From Bugzilla Helper: User-Agent: Mozilla/5.0 (X11; U; Linux i686; en-US; rv:1.4.3) Gecko/20040924 Description of problem: On a Dell 2850, if I attempt a kickstart install (i.e. "linux text ks=nfs:xxx.xxx.xxx.xxx:/somedir/ks.cfg") the installer hangs when it attempts to obtain a dhcp lease. I can actually see the link light go out when the dhcp attempt is made. The installer eventually times out when it is unable to obtain a dhcp lease. If I've booted from cdrom, anaconda then loads from the cd. Once I can get to a shell prompt, I can see the e1000 module is still loaded, but I'm not able to pass any network traffic and the link light is still out. If I `ifconfig eth0 down` then `rmmod e1000` then `modprobe e1000`, the link light comes back on. Then if I `ifconfig eth0 up` and assign it an ip address, I am able to ping the NFS/DHCP server. If I do not specify a kickstart install, I am able to perform a network installation via nfs (using a bootnet floppy and a driver disk). I have tested the same kickstart file on an IBM x345 (which also has an e1000) using the same boot image and everything works fine. I should also mention that we are able to successfully kickstart a 2850 with U5, once we work around the megaraid/megaraid2 issue with the PERC4/Di. Version-Release number of selected component (if applicable): How reproducible: Always Steps to Reproduce: Attempt to install AS 2.1 U6 on a Dell 2850 using a kickstart file on an NFS share. Actual Results: Link light on eth0 goes out after the installer attempts to obtain a dhcp lease. Eventually the installer errors out and reports that it cannot mount the nfs share to access the ks.cfg file. Additional info:
There weren't any changes to anaconda other than moving the ncr driver from boot.img -> drvblock.img. Does the U6 _kernel_ alone work fine? John -- any changes you can think of that might have some sort of effect like this in the e1000 driver?
Yes, the kernel alone works fine.
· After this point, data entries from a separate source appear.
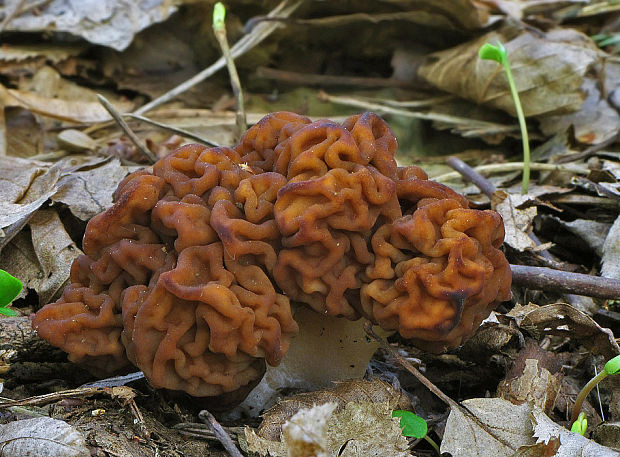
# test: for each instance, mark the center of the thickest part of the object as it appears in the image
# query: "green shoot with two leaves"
(611, 367)
(414, 426)
(10, 287)
(498, 54)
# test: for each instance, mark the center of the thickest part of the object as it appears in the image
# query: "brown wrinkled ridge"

No problems on boxes that have been updated to .e57 or with nfs installs using .e57-BOOT, as long as I don't specify a kickstart file. The other change affecting the 2850 between U5 and U6 was the chance from megaraid to megaraid2. U5's pcitable listed the PERC4/Di as megaraid, even though the megaraid module didn't support it, megaraid2 was required. That's been fixed in U6. Not sure how that could be causing this problem though. I just thought I'd mention the other U6 change I was aware of. I also want to reiterate that I'm not pointing the finger at the e1000 (or the megaraid2) module. A kickstart install of an IBM x345 works fine, and the x345 has an Intel GigE card too. The e1000 module also works just fine in the 2850 during a non-kickstart install from an NFS share.
More info: I was able to duplicate the problem on a Dell 1850 as well. That's no surprise since they have the same motherboard. The pci id for the Intel GigE card is 8086:1076. We also disabled the RAID support on the PERC so it would use the mptfusion module instead of megaraid2. We encountered the same issue with the mptfusion module loaded as with the megaraid2 module loaded. What other info can I provide to help determine if this is an installer issue or a module issue?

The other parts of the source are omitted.